しおりを挟む「……でも、オレ、やった方がいいと思う」
「ナガレ……⁉︎」
目を見開くジョー。あんなに怪しい奴の言うことを、真に受けるというのか。
「ジョーの言いたいことも分かる。確かにバンドは一体何者なのか、オレたちは知らない。でもさ……アイツは言ったんだ。イビル教団との戦いで、アズラが必ず役に立つって」
「……だが、それが本当だとは……」
ジョーは最後まで言えなかった。彼の目を見たナガレの眼差しは、真剣そのものだったからだ。
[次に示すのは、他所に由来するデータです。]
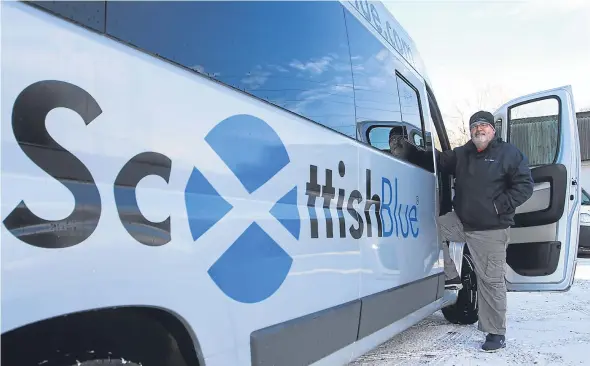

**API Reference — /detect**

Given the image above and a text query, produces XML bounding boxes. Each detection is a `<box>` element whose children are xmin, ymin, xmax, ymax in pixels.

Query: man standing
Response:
<box><xmin>437</xmin><ymin>111</ymin><xmax>533</xmax><ymax>351</ymax></box>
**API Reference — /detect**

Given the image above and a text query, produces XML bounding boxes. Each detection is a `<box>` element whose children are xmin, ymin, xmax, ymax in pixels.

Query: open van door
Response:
<box><xmin>494</xmin><ymin>86</ymin><xmax>582</xmax><ymax>292</ymax></box>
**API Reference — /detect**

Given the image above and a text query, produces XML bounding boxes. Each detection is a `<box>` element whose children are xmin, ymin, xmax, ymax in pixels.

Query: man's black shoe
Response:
<box><xmin>481</xmin><ymin>333</ymin><xmax>506</xmax><ymax>352</ymax></box>
<box><xmin>445</xmin><ymin>276</ymin><xmax>463</xmax><ymax>290</ymax></box>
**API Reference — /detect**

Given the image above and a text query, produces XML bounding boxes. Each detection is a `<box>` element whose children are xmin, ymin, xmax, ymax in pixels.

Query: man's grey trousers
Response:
<box><xmin>438</xmin><ymin>212</ymin><xmax>509</xmax><ymax>335</ymax></box>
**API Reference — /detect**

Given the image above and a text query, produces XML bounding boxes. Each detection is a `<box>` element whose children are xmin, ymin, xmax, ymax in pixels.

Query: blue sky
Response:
<box><xmin>383</xmin><ymin>0</ymin><xmax>590</xmax><ymax>129</ymax></box>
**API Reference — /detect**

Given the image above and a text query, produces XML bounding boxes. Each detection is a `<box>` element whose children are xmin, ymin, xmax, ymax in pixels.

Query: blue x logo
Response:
<box><xmin>185</xmin><ymin>115</ymin><xmax>301</xmax><ymax>303</ymax></box>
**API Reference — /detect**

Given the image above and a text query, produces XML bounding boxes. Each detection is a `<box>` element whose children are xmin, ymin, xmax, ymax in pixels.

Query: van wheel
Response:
<box><xmin>442</xmin><ymin>247</ymin><xmax>478</xmax><ymax>324</ymax></box>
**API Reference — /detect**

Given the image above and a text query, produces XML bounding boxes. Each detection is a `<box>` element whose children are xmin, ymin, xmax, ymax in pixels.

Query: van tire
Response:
<box><xmin>442</xmin><ymin>247</ymin><xmax>479</xmax><ymax>324</ymax></box>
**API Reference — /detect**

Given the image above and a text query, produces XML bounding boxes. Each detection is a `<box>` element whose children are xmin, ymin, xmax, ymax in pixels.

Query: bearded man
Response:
<box><xmin>437</xmin><ymin>111</ymin><xmax>533</xmax><ymax>352</ymax></box>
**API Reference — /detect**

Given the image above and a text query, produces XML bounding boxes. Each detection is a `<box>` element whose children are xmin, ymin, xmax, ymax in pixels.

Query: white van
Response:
<box><xmin>1</xmin><ymin>1</ymin><xmax>581</xmax><ymax>366</ymax></box>
<box><xmin>578</xmin><ymin>188</ymin><xmax>590</xmax><ymax>255</ymax></box>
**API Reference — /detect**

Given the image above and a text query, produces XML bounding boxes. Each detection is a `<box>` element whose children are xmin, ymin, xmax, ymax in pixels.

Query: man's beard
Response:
<box><xmin>471</xmin><ymin>133</ymin><xmax>492</xmax><ymax>150</ymax></box>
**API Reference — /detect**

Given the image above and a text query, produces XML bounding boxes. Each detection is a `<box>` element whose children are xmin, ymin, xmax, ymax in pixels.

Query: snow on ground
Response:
<box><xmin>350</xmin><ymin>258</ymin><xmax>590</xmax><ymax>366</ymax></box>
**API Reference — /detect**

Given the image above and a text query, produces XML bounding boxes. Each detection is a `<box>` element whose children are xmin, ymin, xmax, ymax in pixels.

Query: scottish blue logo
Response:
<box><xmin>185</xmin><ymin>115</ymin><xmax>301</xmax><ymax>303</ymax></box>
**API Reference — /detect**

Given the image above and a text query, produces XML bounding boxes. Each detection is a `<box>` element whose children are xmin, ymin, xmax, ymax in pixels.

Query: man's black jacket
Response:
<box><xmin>437</xmin><ymin>137</ymin><xmax>534</xmax><ymax>231</ymax></box>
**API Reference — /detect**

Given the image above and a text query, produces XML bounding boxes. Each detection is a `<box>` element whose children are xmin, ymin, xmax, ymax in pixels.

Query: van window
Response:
<box><xmin>106</xmin><ymin>1</ymin><xmax>356</xmax><ymax>138</ymax></box>
<box><xmin>396</xmin><ymin>75</ymin><xmax>422</xmax><ymax>129</ymax></box>
<box><xmin>346</xmin><ymin>13</ymin><xmax>402</xmax><ymax>126</ymax></box>
<box><xmin>346</xmin><ymin>13</ymin><xmax>434</xmax><ymax>171</ymax></box>
<box><xmin>508</xmin><ymin>98</ymin><xmax>560</xmax><ymax>166</ymax></box>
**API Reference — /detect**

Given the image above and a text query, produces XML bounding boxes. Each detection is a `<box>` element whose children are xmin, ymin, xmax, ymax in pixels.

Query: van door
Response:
<box><xmin>494</xmin><ymin>86</ymin><xmax>582</xmax><ymax>291</ymax></box>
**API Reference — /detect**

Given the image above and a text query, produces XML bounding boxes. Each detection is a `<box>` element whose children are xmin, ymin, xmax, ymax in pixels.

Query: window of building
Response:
<box><xmin>106</xmin><ymin>1</ymin><xmax>356</xmax><ymax>138</ymax></box>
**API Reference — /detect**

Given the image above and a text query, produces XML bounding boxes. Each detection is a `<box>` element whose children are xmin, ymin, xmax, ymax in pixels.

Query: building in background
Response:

「オレは、どんなに困っているでも、笑って手を差し伸べて助けてあげられる……そんな冒険者になりたい。今のイビル教団は、悪魔そのもの。……やっつければ、きっとたくさんの人が助かるはずだ」
「…………」
「でも、オレはまだ弱い。ジョロウ、タオティエ、ハピネ、フランコ……アイツら一人にだって、オレたちが束になっても勝てないと思う」
そう言って、ナガレははにかむように笑った。
「……だからさ、藁にも縋っていたいんだ。それにバンドは、嘘を言ってないような気がする」
「…………」
ジョーは何も言わない。観念して、ナガレの話を口を挟まずに聞いている。
「それに、もしバンドが悪い奴だったら、一緒に戦ってくれるだろ? 勝てる気しないけど」
「……フッ、そうだな。……ならば俺も、変に口を挟んだりしないことにする。……だが、次からは俺も同席させてもらうぞ」
「あぁ! バンドは邪魔さえしなければ、危害は加えない……的なことを言ってたしな。せっかくだし、勝手にさせてもらうか!」
「……ああ、良いだろう」
そこまで言って、ジョーは「しかし……」と腕を組んで考え込んだ。
「……仲間たちにはどう伝えるんだ。アズラは特訓ついでに習得できるようなものではなさそうだが。そうなると、しばらく特訓を休むことになるぞ」
「げっ、そ、そーいやそうだな……」
ナガレも思わず眉を顰めた。
いつも率先して特訓に打ち込むナガレがいきなり来なくなったら、仲間たちは心配するだろう。最初は「そんな日もある」と言うかもしれないが、それが何日も続けば原因を突き止めにかかるはず。そんな時、ナガレが怪しい鎧の男と特訓をしているのを見たら……ほぼ間違いなく止めにかかる。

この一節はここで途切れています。